Hope you can join us for the next seminar in our "The Uses of Literature" series, lead by Richard Walsh of the University of York. Dr Walsh will be discussing the role of fictionality in human understanding (abstract follows below). As ever, his paper will be followed by open forum discussion and then a trip to the pub.
The literary text is inherently metadiscursive, and like all metadiscourse if offers understanding of something already within the human domain of meaning, rather than natural phenomena. This paper elaborates upon that quality with specific reference to fictionality, and shows how the built-in self-consciousness of fictionality as a rhetorical orientation connects highly wrought literary fictions with the most elemental functions of human understanding. At a cognitive level, narrative sense-making is both an adaptive faculty offering unprecedented mastery over temporality and experience, and the inauguration of a reflexive cycle of representation that works both to define the parameters of human value and to expose the contingency and limitations of its own frame of reference. Fictive rhetoric, by virtue of the self-consciousness integral to its operation, uses this cycle as the engine of the creative imagination; and literary fiction raises it to the highest degree. My argument maps out this view of fictionality, moving from a cognitive-evolutionary frame of reference, via a consideration of the status of narrative in relation to the theory of natural selection itself, to a distinction between value and force that characterizes the duality between what narrative reflexiveness says and what it does.

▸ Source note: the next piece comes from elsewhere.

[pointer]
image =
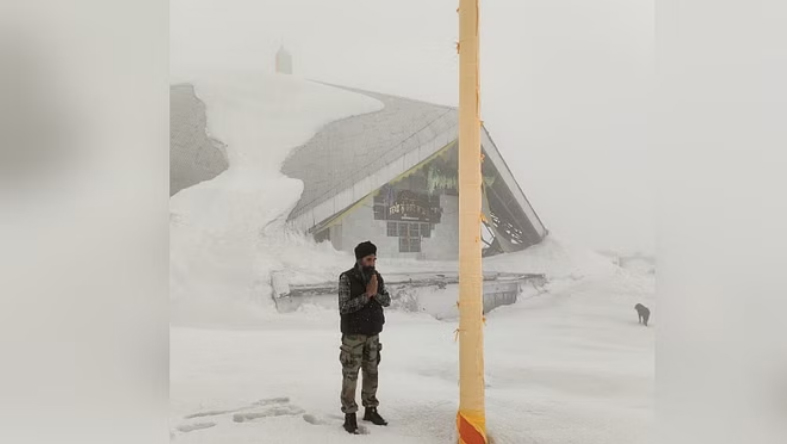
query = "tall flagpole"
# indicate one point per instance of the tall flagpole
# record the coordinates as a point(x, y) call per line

Richard Walsh is a senior lecturer in English and Related Literature at the University of York. He is the author of "Novel Arguments: Reading Innovative American Fiction" (Cambridge 1995) and "The Rhetoric of Fictionality: Narrative Theory and the Idea of Fiction" (Ohio State, 2007), which proposes a fundamental reconceptualisation of the role of fictionality in narrative, and in doing so challenges many of the core assumptions of narrative theory. He has published articles in "Poetics Today", "Narrative", "Style", "Modern Fiction Studies" and "Storyworlds", among others, and has contributed essays to edited volumes such as the "Blackwell Companion to Narrative Theory" (2005), "Toward a Cognitive Theory of Narrative Acts" (2010) and "Postclassical Narratology: Approaches and Analyses" (2010). His current research interests include narrative across media and narrative theory in interdisciplinary contexts, in particular the relation between narrative and the concept of emergence. He is the leader of the Fictionality Research Group, and director of Narrative Research in York’s Centre for Modern Studies.